Chez Isabelle, rien ne cherche l’ambiguïté. Elle décide. Elle ordonne. Elle assume la violence comme une composante de la fondation. La prise de Grenade en 1492 met fin à des siècles de coexistence armée ; l’unité religieuse devient un objectif politique central ; l’Inquisition s’installe comme outil de contrôle du corps social. Les conversions forcées, les expulsions des Juifs puis des musulmans, la contrainte deviennent des moyens admis. Ce n’est pas un dérapage. C’est un programme.
Isabelle ne gouverne pas dans la logique du compromis, mais dans celle de la cohérence. Elle veut un royaume lisible, homogène, durable. Elle sait que cette lisibilité a un coût humain immense. Elle ne l’ignore pas. Elle l’accepte. Là où Catherine de Médicis tente de contenir la violence, Isabelle la canalise et l’emploie. Là où Anne de Beaujeu administre une transition, Isabelle fonde.
Son gouvernement s’appuie sur une articulation étroite entre pouvoir politique et autorité religieuse. La foi n’est pas un supplément d’âme, mais un principe d’organisation. Elle permet de nommer l’ennemi, de définir l’intérieur et l’extérieur, de stabiliser l’obéissance. La violence devient légitime parce qu’elle est dite nécessaire à l’unité. L’État se rend moralement lisible en se rendant impitoyable.
Dans le même mouvement, Isabelle engage la Castille vers l’extérieur. Le soutien accordé au projet de Christophe Colomb ne relève pas de l’aventure, mais d’une logique d’expansion cohérente avec l’unification interne. L’Atlantique devient un prolongement du royaume. La conquête commence à se penser à l’échelle du monde. Là encore, le pouvoir ne doute pas : il avance.

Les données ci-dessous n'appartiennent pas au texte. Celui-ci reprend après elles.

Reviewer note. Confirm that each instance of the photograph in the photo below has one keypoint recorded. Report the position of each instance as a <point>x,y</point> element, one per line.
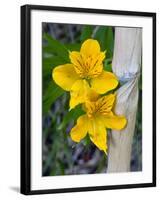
<point>79,99</point>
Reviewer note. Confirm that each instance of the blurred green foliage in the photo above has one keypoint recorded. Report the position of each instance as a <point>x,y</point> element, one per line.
<point>60,155</point>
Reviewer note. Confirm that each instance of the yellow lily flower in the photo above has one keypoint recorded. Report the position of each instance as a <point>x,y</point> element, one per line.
<point>98,117</point>
<point>84,72</point>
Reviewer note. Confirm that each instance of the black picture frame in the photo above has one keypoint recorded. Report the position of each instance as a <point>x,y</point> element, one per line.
<point>26,98</point>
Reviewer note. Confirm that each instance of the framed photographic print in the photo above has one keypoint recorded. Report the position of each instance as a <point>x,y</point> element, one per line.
<point>88,99</point>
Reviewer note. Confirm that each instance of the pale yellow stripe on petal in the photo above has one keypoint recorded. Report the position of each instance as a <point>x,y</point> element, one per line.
<point>105,82</point>
<point>79,131</point>
<point>65,76</point>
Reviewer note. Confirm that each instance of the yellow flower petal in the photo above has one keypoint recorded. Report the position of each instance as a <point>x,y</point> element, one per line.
<point>65,76</point>
<point>114,122</point>
<point>98,134</point>
<point>79,131</point>
<point>78,93</point>
<point>90,47</point>
<point>77,61</point>
<point>105,82</point>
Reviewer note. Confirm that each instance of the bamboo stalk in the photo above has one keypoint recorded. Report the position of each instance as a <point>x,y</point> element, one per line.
<point>126,65</point>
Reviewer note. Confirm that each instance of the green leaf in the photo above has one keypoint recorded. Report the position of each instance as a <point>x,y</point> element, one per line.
<point>50,95</point>
<point>86,33</point>
<point>105,37</point>
<point>55,47</point>
<point>71,115</point>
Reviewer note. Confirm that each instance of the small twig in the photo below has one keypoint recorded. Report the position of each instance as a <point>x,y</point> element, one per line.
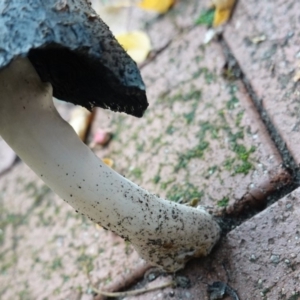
<point>132,293</point>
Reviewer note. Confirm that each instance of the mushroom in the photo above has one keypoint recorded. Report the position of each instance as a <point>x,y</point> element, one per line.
<point>62,48</point>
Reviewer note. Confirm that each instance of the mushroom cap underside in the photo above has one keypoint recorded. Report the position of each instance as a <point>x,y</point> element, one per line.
<point>74,50</point>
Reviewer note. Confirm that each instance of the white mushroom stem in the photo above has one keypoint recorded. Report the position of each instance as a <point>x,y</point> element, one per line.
<point>163,232</point>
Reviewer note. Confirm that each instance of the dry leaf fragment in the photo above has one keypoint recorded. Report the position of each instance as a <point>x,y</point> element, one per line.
<point>80,121</point>
<point>136,43</point>
<point>223,11</point>
<point>160,6</point>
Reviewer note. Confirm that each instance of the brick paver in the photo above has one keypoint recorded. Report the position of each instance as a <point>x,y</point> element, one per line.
<point>271,64</point>
<point>259,259</point>
<point>200,138</point>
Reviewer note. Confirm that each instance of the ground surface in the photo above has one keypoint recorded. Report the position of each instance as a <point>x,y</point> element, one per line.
<point>231,142</point>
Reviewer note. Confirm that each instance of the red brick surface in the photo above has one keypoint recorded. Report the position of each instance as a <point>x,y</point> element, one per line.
<point>271,65</point>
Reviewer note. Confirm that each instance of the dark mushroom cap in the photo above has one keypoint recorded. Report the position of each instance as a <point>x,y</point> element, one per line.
<point>71,47</point>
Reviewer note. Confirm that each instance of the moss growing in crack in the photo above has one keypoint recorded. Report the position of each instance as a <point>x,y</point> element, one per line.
<point>136,173</point>
<point>170,129</point>
<point>223,202</point>
<point>165,184</point>
<point>56,264</point>
<point>206,18</point>
<point>232,103</point>
<point>189,117</point>
<point>196,152</point>
<point>193,94</point>
<point>211,170</point>
<point>156,179</point>
<point>184,193</point>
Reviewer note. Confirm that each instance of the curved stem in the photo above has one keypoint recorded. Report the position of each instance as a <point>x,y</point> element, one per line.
<point>163,232</point>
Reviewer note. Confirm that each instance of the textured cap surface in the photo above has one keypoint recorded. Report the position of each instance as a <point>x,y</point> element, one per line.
<point>71,47</point>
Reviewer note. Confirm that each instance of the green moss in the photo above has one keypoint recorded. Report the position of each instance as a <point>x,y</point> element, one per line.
<point>56,264</point>
<point>242,153</point>
<point>85,262</point>
<point>239,118</point>
<point>243,168</point>
<point>232,103</point>
<point>170,130</point>
<point>206,17</point>
<point>184,193</point>
<point>228,164</point>
<point>165,184</point>
<point>211,171</point>
<point>223,202</point>
<point>196,152</point>
<point>156,179</point>
<point>136,172</point>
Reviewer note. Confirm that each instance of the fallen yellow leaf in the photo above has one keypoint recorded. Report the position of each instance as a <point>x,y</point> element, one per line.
<point>223,11</point>
<point>136,43</point>
<point>160,6</point>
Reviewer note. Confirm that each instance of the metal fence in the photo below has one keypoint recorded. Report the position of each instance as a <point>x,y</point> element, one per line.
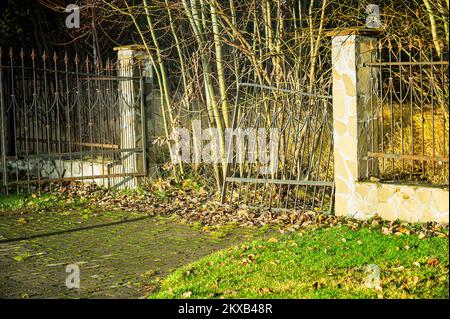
<point>303,175</point>
<point>409,125</point>
<point>61,119</point>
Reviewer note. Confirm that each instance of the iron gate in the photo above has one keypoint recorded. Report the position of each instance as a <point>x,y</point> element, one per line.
<point>303,174</point>
<point>69,119</point>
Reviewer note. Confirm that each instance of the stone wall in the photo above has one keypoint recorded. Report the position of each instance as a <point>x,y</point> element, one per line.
<point>351,118</point>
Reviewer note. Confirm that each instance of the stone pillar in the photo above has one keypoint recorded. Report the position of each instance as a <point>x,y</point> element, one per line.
<point>351,114</point>
<point>131,120</point>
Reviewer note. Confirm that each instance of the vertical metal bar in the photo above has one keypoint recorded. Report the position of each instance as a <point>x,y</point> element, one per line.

Son autorité ne sera ni effacée ni atténuée. Elle sera intégrée au récit national comme origine. Les violences seront requalifiées en nécessités historiques, les brutalités en actes fondateurs. Le pouvoir, ici, ne se heurte pas au récit : il le fabrique. Isabelle devient une figure de commencement, non de trouble.

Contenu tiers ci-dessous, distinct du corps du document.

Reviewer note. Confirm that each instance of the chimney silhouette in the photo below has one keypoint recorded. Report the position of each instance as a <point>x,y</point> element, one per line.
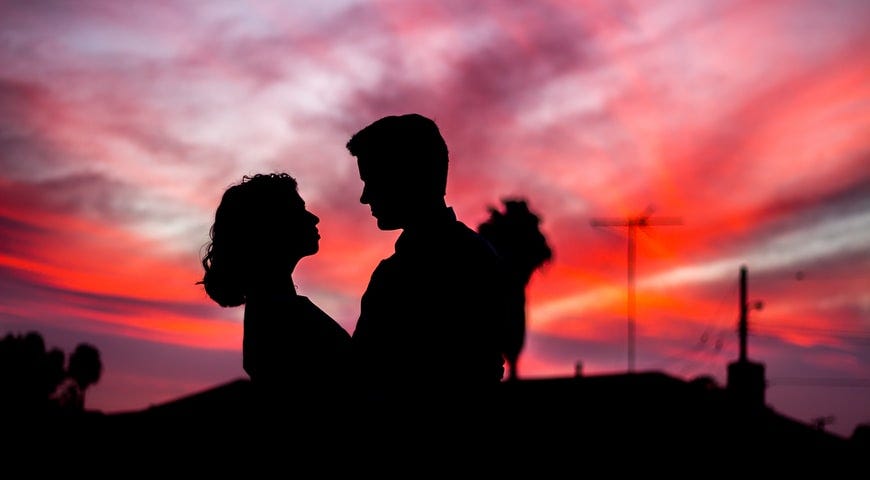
<point>746,382</point>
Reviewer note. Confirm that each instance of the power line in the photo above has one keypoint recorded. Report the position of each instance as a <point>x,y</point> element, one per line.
<point>642,220</point>
<point>819,382</point>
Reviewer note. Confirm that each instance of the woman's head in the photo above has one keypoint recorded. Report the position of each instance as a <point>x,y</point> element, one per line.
<point>260,231</point>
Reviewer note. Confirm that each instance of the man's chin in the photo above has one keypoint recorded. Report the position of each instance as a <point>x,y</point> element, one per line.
<point>388,225</point>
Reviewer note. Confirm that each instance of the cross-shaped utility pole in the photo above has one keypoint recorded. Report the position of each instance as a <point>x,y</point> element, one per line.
<point>642,220</point>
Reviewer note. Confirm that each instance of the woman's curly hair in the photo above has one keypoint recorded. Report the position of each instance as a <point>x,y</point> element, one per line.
<point>243,218</point>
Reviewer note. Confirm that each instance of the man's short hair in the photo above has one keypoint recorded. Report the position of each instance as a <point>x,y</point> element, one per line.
<point>410,145</point>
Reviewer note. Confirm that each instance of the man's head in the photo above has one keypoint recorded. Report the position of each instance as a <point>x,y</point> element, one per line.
<point>402,162</point>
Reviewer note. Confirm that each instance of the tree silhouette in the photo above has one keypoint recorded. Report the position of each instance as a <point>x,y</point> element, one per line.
<point>85,369</point>
<point>515,233</point>
<point>28,373</point>
<point>34,381</point>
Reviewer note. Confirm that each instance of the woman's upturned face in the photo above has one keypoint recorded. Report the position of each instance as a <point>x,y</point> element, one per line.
<point>300,235</point>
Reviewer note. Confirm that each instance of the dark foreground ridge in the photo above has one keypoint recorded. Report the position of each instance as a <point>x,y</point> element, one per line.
<point>553,420</point>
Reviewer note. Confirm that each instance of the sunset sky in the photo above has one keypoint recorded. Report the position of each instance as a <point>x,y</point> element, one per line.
<point>121,124</point>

Ce qui frappe, rétrospectivement, ce n’est pas qu’Isabelle ait gouverné durement — beaucoup l’ont fait — mais que cette dureté ne soit jamais renvoyée à son sexe. Elle n’est ni monstrifiée, ni sexualisée, ni psychologisée. Elle est reine. La violence qu’elle exerce est dite politique, non pathologique. Le récit l’absorbe sans résistance.

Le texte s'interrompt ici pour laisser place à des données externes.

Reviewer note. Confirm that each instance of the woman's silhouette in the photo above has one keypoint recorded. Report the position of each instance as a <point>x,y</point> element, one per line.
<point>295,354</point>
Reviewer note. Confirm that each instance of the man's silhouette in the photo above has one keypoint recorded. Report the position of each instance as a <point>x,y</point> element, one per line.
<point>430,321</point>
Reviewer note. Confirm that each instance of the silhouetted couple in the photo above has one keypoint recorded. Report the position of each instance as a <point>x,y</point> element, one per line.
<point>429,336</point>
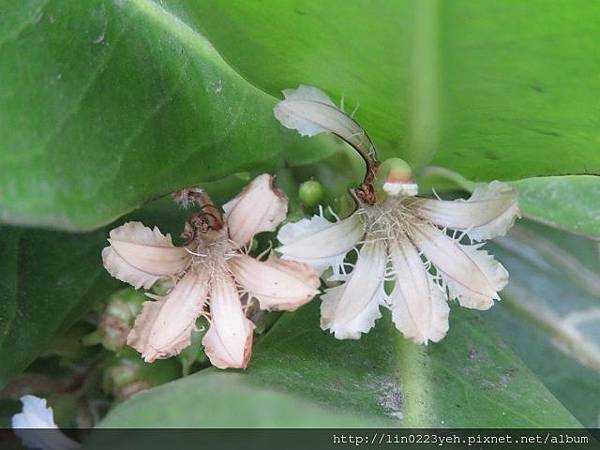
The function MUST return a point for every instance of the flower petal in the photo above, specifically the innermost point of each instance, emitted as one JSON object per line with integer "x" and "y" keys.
{"x": 320, "y": 243}
{"x": 276, "y": 283}
{"x": 490, "y": 211}
{"x": 352, "y": 307}
{"x": 472, "y": 275}
{"x": 228, "y": 342}
{"x": 259, "y": 207}
{"x": 140, "y": 256}
{"x": 310, "y": 111}
{"x": 164, "y": 327}
{"x": 419, "y": 308}
{"x": 36, "y": 414}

Avec Isabelle de Castille apparaît une configuration rare : un pouvoir féminin qui coïncide entièrement avec le projet de l’État. Il ne crée aucune fissure dans la narration dominante. Il la renforce. La normalisation est complète : un pouvoir exercé sans détour, puis sanctuarisé. Un règne qui ne dérange pas l’Histoire, parce qu’il lui donne raison.